Degree Date

2012

Degree

Doctor of Philosophy (PhD)

Department

History of Art

Abstract

This dissertation discusses Kazimir Malevich’s post-abstract, post-suprematist figurative work by drawing upon semiotic and post-structuralist theories, addressing questions such as: Why did Malevich return to painting figures after adamantly abandoning them for pure abstraction? How do these figures re-figure or resist abstraction? Why did he paint inexact replicas of his own pre-Suprematist works, and why did he give them dates that were similar, or even prior, to the dates of their prototypes? How did he manage to put on an exhibition of his intellectually challenging, subversive works in 1929, at the first moments of sustained state support for proto-socialist realism, at one of the most important museums of Russian art in the Soviet Union, the Tretiakov Gallery in Moscow? How are contemporaneously contested identities of the artist, the Russian peasant, and the Soviet citizen reflected and refracted in the paintings displayed at this exhibition?

The first chapter comprises an introductory survey of pertinent scholarly literature, and discusses methodological grounding within both Russian and Western sources. The second chapter concerns a semiotic reading of the circumstances and documents surrounding the 1929 “retrospective” exhibition, which for the most part displayed paintings composed in the eighteen months prior to the exhibition, but inscribed with dates from the 1900’s and 1910’s. This chapter includes a close reading of Alexei Fedorov-Davidov’s pamphlet-catalogue accompanying the exhibition, particularly within the context of early Stalinist Marxist discourse, and it discusses how the artist’s images of peasants confounded contemporary systems of representation and disrupted attempts to secure a sense of Soviet identity.
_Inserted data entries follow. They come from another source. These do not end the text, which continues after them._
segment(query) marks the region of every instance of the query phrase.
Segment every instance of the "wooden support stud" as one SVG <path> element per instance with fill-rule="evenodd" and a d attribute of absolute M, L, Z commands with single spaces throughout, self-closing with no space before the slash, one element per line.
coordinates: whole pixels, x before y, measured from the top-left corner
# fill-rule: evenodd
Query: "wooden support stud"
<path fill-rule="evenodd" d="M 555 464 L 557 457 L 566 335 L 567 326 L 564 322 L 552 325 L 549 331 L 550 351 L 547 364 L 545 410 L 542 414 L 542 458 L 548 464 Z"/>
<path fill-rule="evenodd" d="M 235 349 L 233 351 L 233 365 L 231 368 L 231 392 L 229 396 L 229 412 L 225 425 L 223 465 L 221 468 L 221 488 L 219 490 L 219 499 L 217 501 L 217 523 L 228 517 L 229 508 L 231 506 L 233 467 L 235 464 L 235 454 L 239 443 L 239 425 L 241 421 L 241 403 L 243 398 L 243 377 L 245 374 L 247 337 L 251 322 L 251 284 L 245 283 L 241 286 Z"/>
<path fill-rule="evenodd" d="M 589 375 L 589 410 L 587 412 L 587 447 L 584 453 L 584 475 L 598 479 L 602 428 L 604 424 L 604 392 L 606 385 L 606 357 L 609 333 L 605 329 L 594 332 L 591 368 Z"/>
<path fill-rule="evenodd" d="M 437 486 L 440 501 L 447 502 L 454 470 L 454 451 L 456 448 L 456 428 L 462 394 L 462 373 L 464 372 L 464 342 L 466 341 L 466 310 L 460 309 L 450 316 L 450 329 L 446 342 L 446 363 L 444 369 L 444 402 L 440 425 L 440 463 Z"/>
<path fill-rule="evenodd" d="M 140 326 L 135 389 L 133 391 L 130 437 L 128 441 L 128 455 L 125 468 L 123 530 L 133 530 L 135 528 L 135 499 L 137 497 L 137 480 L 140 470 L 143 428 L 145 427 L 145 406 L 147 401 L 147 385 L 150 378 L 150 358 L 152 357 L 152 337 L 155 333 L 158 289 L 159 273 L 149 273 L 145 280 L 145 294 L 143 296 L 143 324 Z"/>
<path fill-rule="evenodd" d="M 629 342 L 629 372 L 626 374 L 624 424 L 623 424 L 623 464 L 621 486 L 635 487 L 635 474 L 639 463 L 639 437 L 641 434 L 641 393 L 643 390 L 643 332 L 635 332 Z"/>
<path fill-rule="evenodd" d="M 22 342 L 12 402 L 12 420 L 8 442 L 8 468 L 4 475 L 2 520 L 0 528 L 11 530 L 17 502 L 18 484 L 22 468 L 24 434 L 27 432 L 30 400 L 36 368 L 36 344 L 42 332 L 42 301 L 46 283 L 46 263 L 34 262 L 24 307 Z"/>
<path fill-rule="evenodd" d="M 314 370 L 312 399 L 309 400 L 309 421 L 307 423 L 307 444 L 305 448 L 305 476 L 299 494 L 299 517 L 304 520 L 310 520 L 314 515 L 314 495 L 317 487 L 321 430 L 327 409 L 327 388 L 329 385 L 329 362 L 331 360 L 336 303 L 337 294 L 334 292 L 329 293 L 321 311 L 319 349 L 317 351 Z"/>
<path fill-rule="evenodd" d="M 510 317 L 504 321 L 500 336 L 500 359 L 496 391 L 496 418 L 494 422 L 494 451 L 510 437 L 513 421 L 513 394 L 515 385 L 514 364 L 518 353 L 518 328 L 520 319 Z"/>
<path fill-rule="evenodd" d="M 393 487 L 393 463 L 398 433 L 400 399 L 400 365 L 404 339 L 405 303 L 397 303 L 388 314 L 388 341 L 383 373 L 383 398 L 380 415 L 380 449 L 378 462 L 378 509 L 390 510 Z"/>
Chapter three proposes that postmodern discourses, as opposed to the discourses of modernity within which Malevich’s works are most often examined, might be fruitfully employed to frame the artist’s circa-1929 work. The fourth chapter considers the ways in which certain paintings from the 1929 exhibition explicitly duplicate works from earlier in Malevich’s career, many of which had been destroyed, lost, or otherwise rendered inaccessible. Attention is given to how these paintings participated in contemporaneous and more recent discourses of originality, the copy, and conventionality.